En Madrid, donde vivo, fue interesante constatar que las terrazas se llenaron de grupos de amigos que reían, conversaban y bebían cerveza como si no hubiera un mañana. Fue una reacción lógica, alegre, cordial y, en su bienhumorado escepticismo, característicamente español, ante un acontecimiento cuyas causas durante horas nadie sabía nada, cuyas consecuencias eran imprevisibles, y frente al que no podían hacer absolutamente nada. Es lo correcto y lo mentalmente sano: si nada puedes hacer y si los tuyos no están desvalidos, de nada sirve que te amargues o te preocupes más de la cuenta; en vez de comerte el coco inútilmente tómate unas cervezas, disfruta con tus amigos de la tarde soleada y espera a que la situación se arregle.

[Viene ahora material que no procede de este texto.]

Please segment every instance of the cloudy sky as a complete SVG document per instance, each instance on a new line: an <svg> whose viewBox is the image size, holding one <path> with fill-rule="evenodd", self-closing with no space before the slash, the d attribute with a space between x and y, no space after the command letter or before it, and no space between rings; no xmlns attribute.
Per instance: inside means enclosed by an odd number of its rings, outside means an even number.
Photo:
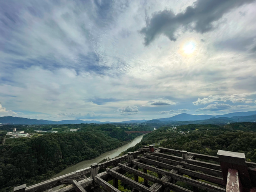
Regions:
<svg viewBox="0 0 256 192"><path fill-rule="evenodd" d="M0 1L0 116L256 110L256 1Z"/></svg>

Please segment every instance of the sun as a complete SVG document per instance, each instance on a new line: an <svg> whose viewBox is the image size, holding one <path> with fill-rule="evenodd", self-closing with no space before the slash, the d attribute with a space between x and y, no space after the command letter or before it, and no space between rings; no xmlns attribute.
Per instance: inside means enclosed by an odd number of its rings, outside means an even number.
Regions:
<svg viewBox="0 0 256 192"><path fill-rule="evenodd" d="M191 54L194 52L195 48L195 44L192 42L190 42L185 44L183 48L184 53L186 54Z"/></svg>

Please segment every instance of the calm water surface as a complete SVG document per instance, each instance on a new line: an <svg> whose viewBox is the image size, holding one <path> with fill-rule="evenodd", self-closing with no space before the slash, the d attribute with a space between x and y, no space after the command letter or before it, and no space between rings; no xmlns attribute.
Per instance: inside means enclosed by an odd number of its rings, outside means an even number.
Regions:
<svg viewBox="0 0 256 192"><path fill-rule="evenodd" d="M73 171L75 171L76 170L90 167L91 164L94 163L98 163L100 161L104 159L108 158L108 157L111 159L115 157L118 156L123 151L126 151L128 148L131 147L133 147L137 143L139 143L140 141L141 141L141 139L142 139L142 137L144 135L142 135L139 136L135 138L130 143L115 149L103 153L100 156L95 159L88 160L85 160L78 163L71 167L69 167L66 168L66 169L64 169L61 172L60 172L56 174L53 177L52 179L63 175Z"/></svg>

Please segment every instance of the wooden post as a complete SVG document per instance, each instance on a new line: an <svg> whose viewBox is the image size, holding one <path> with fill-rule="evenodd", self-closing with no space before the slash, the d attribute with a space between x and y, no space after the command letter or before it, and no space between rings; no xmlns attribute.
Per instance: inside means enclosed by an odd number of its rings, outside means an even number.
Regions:
<svg viewBox="0 0 256 192"><path fill-rule="evenodd" d="M250 175L248 171L248 168L245 162L245 156L244 153L238 153L226 151L219 150L217 154L219 156L219 161L222 170L223 179L224 181L228 185L229 183L236 182L238 179L237 177L239 177L241 185L239 185L244 188L248 189L252 187ZM231 170L229 171L229 181L228 180L229 169L235 169L236 170ZM239 174L237 177L236 174ZM231 180L230 179L234 179ZM241 186L241 187L240 187Z"/></svg>
<svg viewBox="0 0 256 192"><path fill-rule="evenodd" d="M148 170L146 169L143 168L143 172L144 173L148 173ZM148 186L148 180L144 178L144 184L145 186Z"/></svg>
<svg viewBox="0 0 256 192"><path fill-rule="evenodd" d="M129 163L131 163L133 159L133 153L132 152L128 152L128 161Z"/></svg>
<svg viewBox="0 0 256 192"><path fill-rule="evenodd" d="M75 180L73 180L72 181L72 184L74 186L75 188L75 190L76 192L86 192L86 191L85 190L83 187L78 184L78 183Z"/></svg>
<svg viewBox="0 0 256 192"><path fill-rule="evenodd" d="M91 164L91 178L94 179L94 176L98 174L98 163L93 163Z"/></svg>
<svg viewBox="0 0 256 192"><path fill-rule="evenodd" d="M149 147L150 147L150 152L154 152L154 146L150 145Z"/></svg>
<svg viewBox="0 0 256 192"><path fill-rule="evenodd" d="M181 151L181 154L182 154L182 159L188 159L188 151ZM191 179L196 179L196 178L195 177L191 176ZM197 192L198 191L198 188L196 186L193 186L193 191Z"/></svg>
<svg viewBox="0 0 256 192"><path fill-rule="evenodd" d="M116 189L118 189L118 179L116 178L114 178L113 181L113 186Z"/></svg>
<svg viewBox="0 0 256 192"><path fill-rule="evenodd" d="M238 175L238 171L234 169L229 169L227 177L226 191L242 192L243 186Z"/></svg>
<svg viewBox="0 0 256 192"><path fill-rule="evenodd" d="M188 159L188 151L181 151L182 153L182 159Z"/></svg>
<svg viewBox="0 0 256 192"><path fill-rule="evenodd" d="M15 187L13 189L14 192L25 192L27 187L27 185L23 184L21 185Z"/></svg>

Pero no tienen derecho a esa actitud los escritores, que deberían sentir el compromiso de mirar al fondo de los hechos, de pensar y ser conscientes de los múltiples aspectos del fenómeno y, a la hora de escribir, ir más allá de sí mismos.
Bien, si ante este acontecimiento tan clamoroso y único –hasta ahora-- nuestras novelistas son tan irresponsables y tan reacias a mirar más allá de la punta de la nariz, cabe preguntarse para qué demonios sirven los novelistas y la misma novela, ese “espejo a lo largo del camino”, según la definición de Stendhal. Está claro que el espejo a lo largo del camino sólo les sirve para mirarse a sí mismas. Es una coquetería insoportable.
Como ya he escrito aquí alguna vez, no está bien darle a los demás consejos que no han pedido. Y por eso no le voy a aconsejar a Eva Piquer que despida de inmediato a todas las colaboradoras que frente al gran apagón, al acontecimiento inesperado, demuestran ser tan narcisistas y disponer de tan pocos recursos mentales como para que sus pensamientos puedan resumirse en el titular “He deseado que la luz no volviera nunca más”, y que en su lugar contrate a otras con sangre en las venas y con algunas neuronas en funcionamiento. Si es que existen. Tampoco le recomendaré que se despida a sí misma.
Si no lo hace, si no quiere ser tan severa le aconsejaría –pero no llego a aconsejárselo, porque, como he dicho, dar consejos no solicitados es una impertinencia—que por lo menos instase a sus escritoras a reflexionar lo expuesto (sin acritud, créanme) en estos párrafos y hacer propósito de enmienda.